REPUBLIKA.CO.ID, JAKARTA - Sepak terjang tim Detasemen Khusus (Densus) 88 Antiteror Polri terus dipantau berbagai pihak. Sehingga, segala tindak-tanduknya pun tak luput dari pantau. Namun, jika apa yang dilakukan pasukan khusus teror tersebut, salah dalam menangkap orang, apa jadinya.
Pernyataan itulah disampaikan Direktur Eksekutif Maarif Institute, Fajar Riza Ul Haq. Ia bahkan mempertanyakan kasus salah tangkap tersangka teroris yang dilakukan tim Densus 88 Antiteror Polri di Solo pada akhir pekan lalu. "Ini perlu dipertanyakan bagaimana informasi yang disampaikan oleh intelijen," ujar Fajar di Jakarta, Senin (24/9).
Kasus salah tangkap tersebut, menurut dia, sudah sering terjadi namun banyak dialami Kepolisian. "Misalnya yang di Jawa Timur pada tahun lalu, tapi itu bukan Densus dan bisa kita maklumi karena perilaku Polisi yang kurang profesional," katanya.
Tapi yang menjadi pertanyaan, lanjut dia, jika kasus salah tangkap tersebut dilakukan oleh Densus 88 yang mendapat pelatihan khusus dan dipersenjatai dengan lengkap. "Densus hendaknya jangan hanya mencari publisitas. Lebih baik bekerja dengan baik mana target yang memang harus dicurigai," jelasnya.

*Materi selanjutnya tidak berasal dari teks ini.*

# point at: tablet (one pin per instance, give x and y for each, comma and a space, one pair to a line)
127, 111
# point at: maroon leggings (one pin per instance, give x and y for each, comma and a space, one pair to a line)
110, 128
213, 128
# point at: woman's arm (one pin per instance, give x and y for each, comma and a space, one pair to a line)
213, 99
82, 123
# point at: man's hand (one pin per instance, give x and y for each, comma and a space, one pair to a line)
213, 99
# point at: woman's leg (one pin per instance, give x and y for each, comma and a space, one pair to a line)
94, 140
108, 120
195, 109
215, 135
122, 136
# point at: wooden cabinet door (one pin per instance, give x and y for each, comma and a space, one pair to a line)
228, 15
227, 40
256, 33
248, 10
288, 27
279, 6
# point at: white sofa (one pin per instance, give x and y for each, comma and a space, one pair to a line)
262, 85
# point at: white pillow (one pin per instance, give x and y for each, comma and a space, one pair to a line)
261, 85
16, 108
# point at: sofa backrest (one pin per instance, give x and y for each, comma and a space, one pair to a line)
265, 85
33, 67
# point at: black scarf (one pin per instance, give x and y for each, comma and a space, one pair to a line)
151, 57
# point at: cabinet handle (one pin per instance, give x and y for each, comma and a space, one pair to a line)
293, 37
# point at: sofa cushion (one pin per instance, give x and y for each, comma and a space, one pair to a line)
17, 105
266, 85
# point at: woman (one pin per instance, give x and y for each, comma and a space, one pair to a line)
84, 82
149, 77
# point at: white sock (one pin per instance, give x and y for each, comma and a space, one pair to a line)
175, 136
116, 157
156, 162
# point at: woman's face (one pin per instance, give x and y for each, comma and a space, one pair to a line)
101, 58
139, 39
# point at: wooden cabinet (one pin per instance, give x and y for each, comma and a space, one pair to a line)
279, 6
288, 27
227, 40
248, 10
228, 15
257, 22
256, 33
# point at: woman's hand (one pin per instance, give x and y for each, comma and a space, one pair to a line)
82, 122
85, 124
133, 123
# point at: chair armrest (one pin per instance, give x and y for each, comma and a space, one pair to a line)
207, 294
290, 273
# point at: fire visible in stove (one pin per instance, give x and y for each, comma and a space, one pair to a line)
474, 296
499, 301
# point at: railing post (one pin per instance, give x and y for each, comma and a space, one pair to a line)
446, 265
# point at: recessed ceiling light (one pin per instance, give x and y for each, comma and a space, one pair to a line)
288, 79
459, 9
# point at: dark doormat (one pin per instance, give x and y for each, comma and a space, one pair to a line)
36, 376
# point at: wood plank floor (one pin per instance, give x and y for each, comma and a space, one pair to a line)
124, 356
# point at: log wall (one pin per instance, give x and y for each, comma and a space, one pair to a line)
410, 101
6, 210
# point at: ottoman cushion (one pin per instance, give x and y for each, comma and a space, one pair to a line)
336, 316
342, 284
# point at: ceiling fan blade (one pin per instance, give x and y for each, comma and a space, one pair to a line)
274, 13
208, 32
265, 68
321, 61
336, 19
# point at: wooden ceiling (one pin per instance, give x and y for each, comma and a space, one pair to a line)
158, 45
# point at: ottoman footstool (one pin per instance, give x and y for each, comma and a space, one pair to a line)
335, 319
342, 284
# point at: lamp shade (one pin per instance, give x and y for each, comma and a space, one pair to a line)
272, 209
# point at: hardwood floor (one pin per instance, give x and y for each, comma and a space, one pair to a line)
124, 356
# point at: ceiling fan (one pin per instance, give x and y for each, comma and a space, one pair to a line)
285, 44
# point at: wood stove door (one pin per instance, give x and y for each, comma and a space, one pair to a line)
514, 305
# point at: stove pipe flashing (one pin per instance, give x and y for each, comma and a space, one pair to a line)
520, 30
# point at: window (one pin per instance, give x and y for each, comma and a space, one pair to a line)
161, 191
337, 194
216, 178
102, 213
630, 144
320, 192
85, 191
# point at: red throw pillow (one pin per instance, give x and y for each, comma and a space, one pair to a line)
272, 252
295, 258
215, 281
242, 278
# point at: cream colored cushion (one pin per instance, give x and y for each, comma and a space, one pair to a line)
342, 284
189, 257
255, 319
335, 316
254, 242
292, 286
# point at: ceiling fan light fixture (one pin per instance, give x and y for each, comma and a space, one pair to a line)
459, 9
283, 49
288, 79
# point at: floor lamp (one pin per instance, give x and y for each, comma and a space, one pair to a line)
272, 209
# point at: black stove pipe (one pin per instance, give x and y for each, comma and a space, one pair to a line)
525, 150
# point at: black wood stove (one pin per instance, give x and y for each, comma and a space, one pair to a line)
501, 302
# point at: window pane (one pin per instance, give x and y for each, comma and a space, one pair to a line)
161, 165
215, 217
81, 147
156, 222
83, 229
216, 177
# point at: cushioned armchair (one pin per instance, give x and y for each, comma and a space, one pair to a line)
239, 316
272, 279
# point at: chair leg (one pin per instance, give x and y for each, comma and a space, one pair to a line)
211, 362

Selama ini, lanjut dia, banyak yang mencurigai Densus 88 yang dijadikan alat politik. Misalnya ketika kasus korupsi merebak, lalu muncul isu terorisme. "Itu yang dikhawatirkan dan berbahaya. Aparat keamanan harus netral, kalau memang teroris ya dikejar. Selama ini, kita melihat ada motif seperti itu dan jangan dibiarkan berkembang," imbuhnya.
Detasemen Khusus (Densus) 88 Antiteror Polri membebaskan anggota Jemaah Ansharut Tauhid (JAT) Solo Durrahman. Durrahman sempat ditahan oleh Densus saat penangkapan sejumlah terduga teroris di kawasan Solo Square pada Sabtu (22/9).